The 30-company Philippine Stock Exchange index (PSEi) dropped 0.91 percent or 68.81 points to 7,449.20, marking its sixth straight day of decline. The broader all-shares index also went down 0.43 percent or 20.12 points to 4,577.16.

“The peso breaking out of its psychological 54 resistance level (i.e. peso depreciation) to make an intraday high of 54.153 may have had a hand in today’s weakness,” Papa Securities Corp. trader Gabriel Jose F. Perez said.

ING Bank Manila senior economist Joey Cuyegkeng observed that demand for the US dollar remained strong amid the peak season for imports in September to October.

“The widening trade deficit due to a weak export performance and sustained strong imports also contributes to the weak market sentiment on PHP (Philippine peso),” he said.

The government had reported that the country’s trade deficit widened significantly to $3.546 billion in July, expanding the year-to-date tally to $22.490 billion.
Imports totaled $61.234 billion during the seven-month period, surpassing $38.744 billion in exports.

Land Bank of the Philippines market economist Guian Angelo Dumalagan said the peso’s weakness could be attributed to continued trade tension between the US and China, as well as the dollar’s rally following better US jobs data.

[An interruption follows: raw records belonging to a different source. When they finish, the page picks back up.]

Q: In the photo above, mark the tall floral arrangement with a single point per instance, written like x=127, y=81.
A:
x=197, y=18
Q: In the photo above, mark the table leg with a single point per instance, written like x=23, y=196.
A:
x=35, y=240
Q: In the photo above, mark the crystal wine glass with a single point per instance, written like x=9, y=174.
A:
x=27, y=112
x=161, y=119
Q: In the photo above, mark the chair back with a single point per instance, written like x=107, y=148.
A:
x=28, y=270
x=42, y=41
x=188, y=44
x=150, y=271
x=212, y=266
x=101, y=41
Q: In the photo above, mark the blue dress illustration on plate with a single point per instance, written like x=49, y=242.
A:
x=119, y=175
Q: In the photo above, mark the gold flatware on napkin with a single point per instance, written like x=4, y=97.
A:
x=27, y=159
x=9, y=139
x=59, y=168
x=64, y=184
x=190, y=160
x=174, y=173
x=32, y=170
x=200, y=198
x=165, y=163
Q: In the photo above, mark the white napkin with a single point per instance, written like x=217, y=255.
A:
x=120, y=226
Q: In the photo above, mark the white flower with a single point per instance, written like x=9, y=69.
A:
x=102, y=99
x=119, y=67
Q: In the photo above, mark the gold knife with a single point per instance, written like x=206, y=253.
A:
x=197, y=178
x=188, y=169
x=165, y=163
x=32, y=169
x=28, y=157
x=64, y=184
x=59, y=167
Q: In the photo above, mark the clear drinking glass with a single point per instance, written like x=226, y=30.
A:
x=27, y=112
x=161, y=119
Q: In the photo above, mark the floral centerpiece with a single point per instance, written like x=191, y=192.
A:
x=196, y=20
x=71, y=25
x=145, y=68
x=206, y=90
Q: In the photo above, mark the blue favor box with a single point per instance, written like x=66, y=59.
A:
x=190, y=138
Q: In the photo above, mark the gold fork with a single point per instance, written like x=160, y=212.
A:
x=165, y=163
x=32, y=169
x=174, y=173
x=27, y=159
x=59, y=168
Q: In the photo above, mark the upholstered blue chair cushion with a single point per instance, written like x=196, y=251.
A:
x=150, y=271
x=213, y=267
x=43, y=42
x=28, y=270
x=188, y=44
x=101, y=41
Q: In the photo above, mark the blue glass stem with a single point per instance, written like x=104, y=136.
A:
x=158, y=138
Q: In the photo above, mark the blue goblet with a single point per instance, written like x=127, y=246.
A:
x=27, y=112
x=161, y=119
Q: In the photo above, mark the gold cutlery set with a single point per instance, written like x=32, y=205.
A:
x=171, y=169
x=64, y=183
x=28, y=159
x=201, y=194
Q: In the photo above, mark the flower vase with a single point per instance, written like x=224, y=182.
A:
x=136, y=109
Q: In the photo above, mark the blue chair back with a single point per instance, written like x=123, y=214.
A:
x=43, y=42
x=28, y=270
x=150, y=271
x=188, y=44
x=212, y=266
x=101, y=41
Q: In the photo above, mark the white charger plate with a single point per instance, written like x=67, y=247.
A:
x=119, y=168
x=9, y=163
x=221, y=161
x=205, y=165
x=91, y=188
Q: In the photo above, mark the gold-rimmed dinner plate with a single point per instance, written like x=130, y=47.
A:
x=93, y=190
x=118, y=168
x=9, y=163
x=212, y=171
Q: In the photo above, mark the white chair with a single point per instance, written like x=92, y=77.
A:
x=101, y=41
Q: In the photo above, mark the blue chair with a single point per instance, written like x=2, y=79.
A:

ING’s Cuyegkeng said that while the market expected the Bangko Sentral ng Pilipinas (BSP) to raise its policy rate later this month, “such a timeframe of policy response is perceived to be unaggressive.”

“Recent developments about soaring inflation and weakening peso could prompt an earlier off-cycle move as an indication of BSP’s seriousness and aggressive response to soaring inflation, deep- in-the-red real policy rates and some political noise,” he said.

Above-target inflation has prompted monetary authorities to raise key interest rates by a total of 100 basis points since May. August’s nine-year high of 6.4 percent has raised the prospect of another rate hike when the Monetary Board meets later this month.